New Mountain's management team has experience dating back to 1981, including the 1987 crash, the 1990 junk bond crash, the events of 9/11, the 2007 and 2008 crash and others. We hope to manage successfully through this challenge as well, and will do our best to keep you informed as events develop.
We thank you as always for your friendship and support.
Sincerely yours,
Steven B. Klinsky, Chairman of the Board of Directors
Robert A. Hamwee, Chief Executive Officer
John R. Kline, President & Chief Operating Officer
About New Mountain Finance Corporation
New Mountain Finance Corporation is a closed-end, non-diversified and externally managed investment company that has elected to be regulated as a business development company under the Investment Company Act of 1940, as amended. The Company’s investment objective is to generate current income and capital appreciation through the sourcing and origination of debt securities at all levels of the capital structure, including first and second lien debt, notes, bonds and mezzanine securities. The Company’s first lien debt may include traditional first lien senior secured loans or unitranche loans. Unitranche loans combine characteristics of traditional first lien senior secured loans as well as second lien and subordinated loans. Unitranche loans will expose the Company to the risks associated with second lien and subordinated loans to the extent it invests in the “last out” tranche. In some cases, the investments may also include small equity interests. The Company’s investment activities are managed by its investment adviser, New Mountain Finance Advisers BDC, L.L.C., which is an investment adviser registered under the Investment Advisers Act of 1940, as amended.

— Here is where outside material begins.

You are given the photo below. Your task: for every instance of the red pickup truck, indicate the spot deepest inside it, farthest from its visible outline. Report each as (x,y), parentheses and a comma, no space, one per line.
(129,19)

Forward-Looking Statements
Statements included herein may constitute “forward-looking statements”, which relate to future events or our future operations, performance or financial condition. These statements are not guarantees of future performance, condition or results and involve a number of risks and uncertainties, including the impact of COVID-19 and related changes in base interest rates and significant volatility on our business, portfolio companies, our industry and the global economy. Actual results and outcomes may differ materially from those anticipated in the forward-looking statements as a result of a variety of factors, including those described from time to time in our filings with the Securities and Exchange Commission or factors that are beyond our control. The Company undertakes no obligation to publicly update or revise any forward-looking statements made herein, unless required to do so by law. All forward-looking statements speak only as of the time of this press release.